In short, science matters more than the individual. Hence the sacrifice of Fred Hoyle.
Messianic Second Temple Judaism predates the fraudulent Book of Daniel by over three hundred years. Again what is Messianic about The Book of Daniel? That’s an open question. And where in Jewish messianism is the belief that Messiah would be God? Again, an open question.
Hoyle sacrificed himself for no rational reason whatsoever. Losing the plot often goes with genius.
not an open question, Klax…really not…as for Hoyle, “losing the plot” is neither here nor there…he is cited as an example of an atheistic person who had a moment when his atheism was challenged by some of the details of the development of the existence we see around us. .and even stuff we cannot easily see (like carbon atoms, etc) …that was my original assertion. There are stated positions (such as Hoyle’s atheism) and then there are moments when the data (small details or laws of probability, etc) challenged that professed atheistic certainty with a “hmmm, rum thing! could actually have happened once” – like the long-ago Oxford don in Lewis’s musings. This “means,” if nothing else, that the laws of probability wobbled on that (and likely other) points. HOW did this happen just by chance in a universe less than 14 billion years old?
well…and what then? some people are challenged enough that they change their minds about a purposeless, just-by-chance Universe. (like Flew for example…and Lewis…and Collins…and more). Others don’t…that is not the issue here though. The reality is that there is a cleverness at the heart of it all.,…and it is really difficult for someone to refuse it without some level of determination.
But every so often reality trips up that determination and they say “rum thing!” or other phrases…before they decide to suppress the reality of that chink and go on their way again.
And as for the other matter, which has just arisen, there are Jewish writers also who discuss the expectations of a Messiah who would be Jewish and also God…and the book of Daniel was part of the mix in all that…I am not going to get into more than one issue with you here…esp on a site designed to discuss Evolutionary Creationism and Materialistic Evolution…“Somehow the universe knew we were coming…” another quote which you will argue with, I am sure. I thought Christy had a pretty nice definition of EC in her posting about 8 days ago. I appreciated reading that. Have a good one…
Which Jewish writers?
The fallacy of incredulity is no excuse for saying God did it and otherwise giving up being scientific. Philosopher Flew’s ‘conversion’ to deism at 81 was due to his encountering ID at that vulnerable age and his not being a scientist.
What has the universe being 13.8 gy old got to do with anything? How did WHAT happen just by sharpshooter chance in it?

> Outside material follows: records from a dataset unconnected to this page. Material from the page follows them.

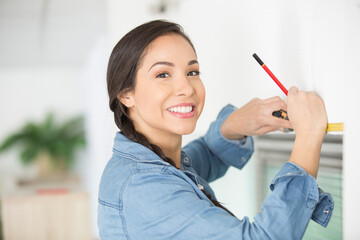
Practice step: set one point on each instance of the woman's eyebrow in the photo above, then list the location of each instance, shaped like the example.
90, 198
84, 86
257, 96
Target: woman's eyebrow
162, 63
172, 64
193, 62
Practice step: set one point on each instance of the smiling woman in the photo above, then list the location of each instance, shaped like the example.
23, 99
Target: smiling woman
153, 189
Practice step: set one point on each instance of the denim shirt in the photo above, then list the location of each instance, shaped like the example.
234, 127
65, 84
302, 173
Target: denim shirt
143, 197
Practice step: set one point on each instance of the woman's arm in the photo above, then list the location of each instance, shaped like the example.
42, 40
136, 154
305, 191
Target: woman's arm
166, 205
307, 114
210, 156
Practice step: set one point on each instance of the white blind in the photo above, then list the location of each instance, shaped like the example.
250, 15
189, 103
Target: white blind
274, 150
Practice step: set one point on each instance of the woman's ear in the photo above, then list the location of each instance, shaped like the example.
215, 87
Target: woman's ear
126, 97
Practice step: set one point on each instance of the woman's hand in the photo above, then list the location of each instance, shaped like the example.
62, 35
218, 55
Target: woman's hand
255, 118
307, 114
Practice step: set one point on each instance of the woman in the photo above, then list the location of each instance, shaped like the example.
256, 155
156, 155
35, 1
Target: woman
153, 189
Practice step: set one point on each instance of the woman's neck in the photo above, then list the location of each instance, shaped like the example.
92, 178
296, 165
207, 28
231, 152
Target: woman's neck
170, 145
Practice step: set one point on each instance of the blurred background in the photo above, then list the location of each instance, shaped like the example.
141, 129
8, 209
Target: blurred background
53, 59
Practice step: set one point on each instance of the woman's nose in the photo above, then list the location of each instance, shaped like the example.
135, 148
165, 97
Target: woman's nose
183, 86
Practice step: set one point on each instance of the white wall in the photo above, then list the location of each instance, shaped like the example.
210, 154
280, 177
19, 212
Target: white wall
311, 44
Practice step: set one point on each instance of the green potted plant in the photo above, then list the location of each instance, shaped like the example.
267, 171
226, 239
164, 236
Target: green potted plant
51, 145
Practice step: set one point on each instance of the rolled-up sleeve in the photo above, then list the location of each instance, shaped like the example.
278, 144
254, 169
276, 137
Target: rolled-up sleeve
232, 152
292, 178
179, 211
212, 154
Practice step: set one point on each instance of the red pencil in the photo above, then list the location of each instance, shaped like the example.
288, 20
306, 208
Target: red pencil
270, 73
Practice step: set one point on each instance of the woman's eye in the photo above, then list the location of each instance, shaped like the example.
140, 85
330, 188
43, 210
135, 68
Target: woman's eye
163, 75
193, 73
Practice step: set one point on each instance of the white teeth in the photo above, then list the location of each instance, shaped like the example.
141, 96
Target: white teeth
182, 109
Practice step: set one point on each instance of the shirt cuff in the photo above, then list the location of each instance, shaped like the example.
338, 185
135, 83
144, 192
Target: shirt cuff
232, 152
321, 202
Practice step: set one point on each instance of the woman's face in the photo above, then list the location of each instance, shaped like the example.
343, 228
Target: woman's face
169, 95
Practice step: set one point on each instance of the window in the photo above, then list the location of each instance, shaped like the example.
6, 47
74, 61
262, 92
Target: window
274, 150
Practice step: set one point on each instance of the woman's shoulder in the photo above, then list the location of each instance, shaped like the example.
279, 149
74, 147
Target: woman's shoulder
123, 169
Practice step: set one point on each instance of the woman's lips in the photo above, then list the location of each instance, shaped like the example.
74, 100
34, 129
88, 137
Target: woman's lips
183, 110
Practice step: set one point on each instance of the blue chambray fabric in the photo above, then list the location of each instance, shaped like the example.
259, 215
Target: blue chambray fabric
143, 197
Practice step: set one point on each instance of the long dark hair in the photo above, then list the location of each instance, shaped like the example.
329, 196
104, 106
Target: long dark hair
123, 65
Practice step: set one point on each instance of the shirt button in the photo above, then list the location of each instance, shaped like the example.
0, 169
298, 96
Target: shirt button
187, 161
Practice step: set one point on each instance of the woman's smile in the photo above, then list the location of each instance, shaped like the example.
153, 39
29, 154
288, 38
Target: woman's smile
182, 110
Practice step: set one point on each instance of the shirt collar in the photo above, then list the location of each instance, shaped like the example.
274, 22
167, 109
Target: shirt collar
138, 152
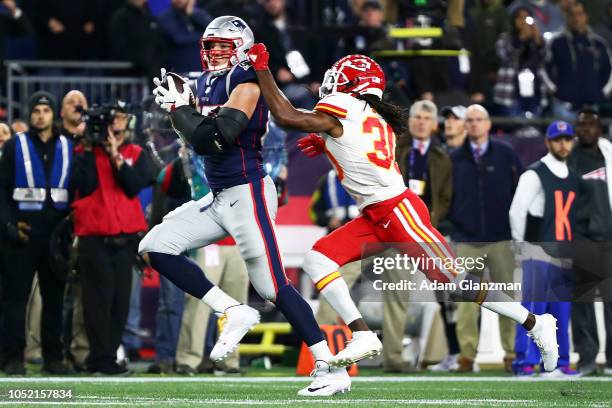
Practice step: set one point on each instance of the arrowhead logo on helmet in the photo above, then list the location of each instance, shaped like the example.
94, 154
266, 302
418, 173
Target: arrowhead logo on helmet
229, 30
355, 75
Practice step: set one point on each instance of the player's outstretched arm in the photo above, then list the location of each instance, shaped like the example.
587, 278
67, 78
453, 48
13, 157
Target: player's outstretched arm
214, 133
284, 112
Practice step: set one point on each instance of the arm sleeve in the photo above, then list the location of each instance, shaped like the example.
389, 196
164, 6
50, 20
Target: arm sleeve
528, 187
84, 177
134, 178
172, 181
317, 205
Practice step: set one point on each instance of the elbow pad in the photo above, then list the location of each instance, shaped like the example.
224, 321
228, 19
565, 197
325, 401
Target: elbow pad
209, 134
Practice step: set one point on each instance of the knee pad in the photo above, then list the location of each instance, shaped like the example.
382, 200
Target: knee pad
261, 277
153, 242
318, 266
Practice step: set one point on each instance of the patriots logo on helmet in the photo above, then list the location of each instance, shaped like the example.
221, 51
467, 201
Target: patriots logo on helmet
239, 24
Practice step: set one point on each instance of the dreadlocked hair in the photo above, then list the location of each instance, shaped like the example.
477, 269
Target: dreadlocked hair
394, 115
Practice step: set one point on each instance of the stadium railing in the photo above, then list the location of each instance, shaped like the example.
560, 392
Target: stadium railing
101, 82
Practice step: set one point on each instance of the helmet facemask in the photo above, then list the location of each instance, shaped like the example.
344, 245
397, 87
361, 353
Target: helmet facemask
332, 80
207, 54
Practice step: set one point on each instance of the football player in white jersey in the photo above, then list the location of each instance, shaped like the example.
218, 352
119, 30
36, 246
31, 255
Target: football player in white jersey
357, 132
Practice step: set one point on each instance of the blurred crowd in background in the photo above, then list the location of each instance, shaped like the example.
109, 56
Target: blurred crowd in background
524, 59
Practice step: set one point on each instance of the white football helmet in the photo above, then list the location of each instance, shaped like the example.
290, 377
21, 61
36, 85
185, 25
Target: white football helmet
226, 29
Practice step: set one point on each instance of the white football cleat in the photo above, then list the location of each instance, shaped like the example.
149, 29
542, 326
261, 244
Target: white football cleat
327, 381
238, 321
363, 345
544, 335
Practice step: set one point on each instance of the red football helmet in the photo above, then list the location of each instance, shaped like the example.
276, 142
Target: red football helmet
355, 75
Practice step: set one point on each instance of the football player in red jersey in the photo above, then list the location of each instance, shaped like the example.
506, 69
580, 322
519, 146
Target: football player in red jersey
357, 132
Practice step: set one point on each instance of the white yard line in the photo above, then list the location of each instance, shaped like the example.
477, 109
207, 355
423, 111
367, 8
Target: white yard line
403, 379
146, 401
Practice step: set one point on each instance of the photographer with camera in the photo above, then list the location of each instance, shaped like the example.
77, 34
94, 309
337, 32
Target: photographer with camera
109, 172
34, 173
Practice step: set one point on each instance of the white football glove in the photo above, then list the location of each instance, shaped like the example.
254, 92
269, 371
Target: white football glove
170, 99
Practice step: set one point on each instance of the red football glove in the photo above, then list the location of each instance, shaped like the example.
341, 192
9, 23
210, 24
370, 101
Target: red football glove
259, 57
312, 145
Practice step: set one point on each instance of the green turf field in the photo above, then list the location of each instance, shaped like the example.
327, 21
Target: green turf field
276, 388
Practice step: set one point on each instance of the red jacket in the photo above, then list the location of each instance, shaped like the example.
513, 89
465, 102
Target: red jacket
109, 210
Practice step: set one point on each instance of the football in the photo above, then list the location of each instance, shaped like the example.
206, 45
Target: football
180, 84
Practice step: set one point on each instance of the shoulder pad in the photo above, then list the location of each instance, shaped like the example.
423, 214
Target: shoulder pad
239, 74
337, 105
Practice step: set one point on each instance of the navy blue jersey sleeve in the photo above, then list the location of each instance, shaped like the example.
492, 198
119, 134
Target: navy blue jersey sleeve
240, 75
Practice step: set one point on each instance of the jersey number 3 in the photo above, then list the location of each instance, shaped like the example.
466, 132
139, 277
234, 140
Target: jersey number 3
384, 144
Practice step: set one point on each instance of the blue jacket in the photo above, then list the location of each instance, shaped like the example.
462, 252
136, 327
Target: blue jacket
578, 68
482, 193
184, 33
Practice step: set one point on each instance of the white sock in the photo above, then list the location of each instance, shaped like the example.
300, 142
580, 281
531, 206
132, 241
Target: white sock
513, 310
362, 333
218, 300
338, 295
321, 351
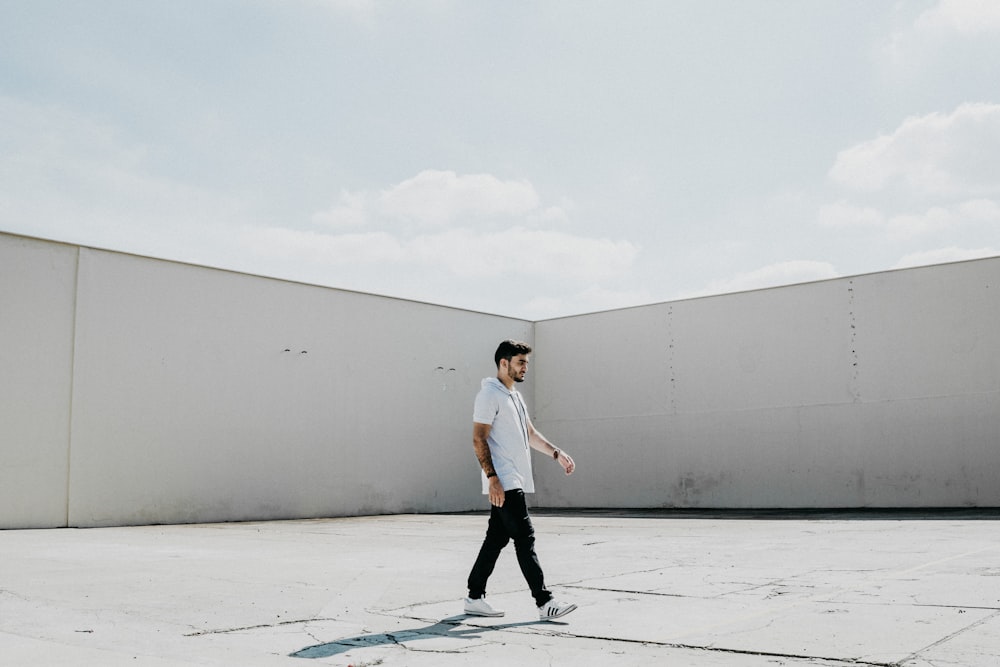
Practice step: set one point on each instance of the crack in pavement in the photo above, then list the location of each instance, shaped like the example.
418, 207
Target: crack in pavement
944, 640
222, 631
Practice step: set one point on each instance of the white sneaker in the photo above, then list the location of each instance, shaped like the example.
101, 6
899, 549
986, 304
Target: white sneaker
552, 610
480, 607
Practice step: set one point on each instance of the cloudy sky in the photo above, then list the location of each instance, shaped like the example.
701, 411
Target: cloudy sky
532, 159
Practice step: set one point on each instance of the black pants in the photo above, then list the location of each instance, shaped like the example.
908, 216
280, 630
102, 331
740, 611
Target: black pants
510, 522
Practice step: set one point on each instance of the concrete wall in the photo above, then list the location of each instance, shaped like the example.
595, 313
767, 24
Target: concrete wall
37, 288
141, 391
879, 390
138, 391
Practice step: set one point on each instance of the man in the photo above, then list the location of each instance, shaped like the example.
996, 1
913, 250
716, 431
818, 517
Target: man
502, 436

God did it isn’t a fitting conclusion for the incredulity one feels, I agree. But there is every reason to give up “being scientific”. Science is a fruitful activity but not a fitting way to be. Being should come first. One shouldn’t sacrifice that on the alter of science. It accomplishes nothing and costs you way too much. To practice science requires a narrowing of focus but if you accept a narrowing of being you’ve overpaid.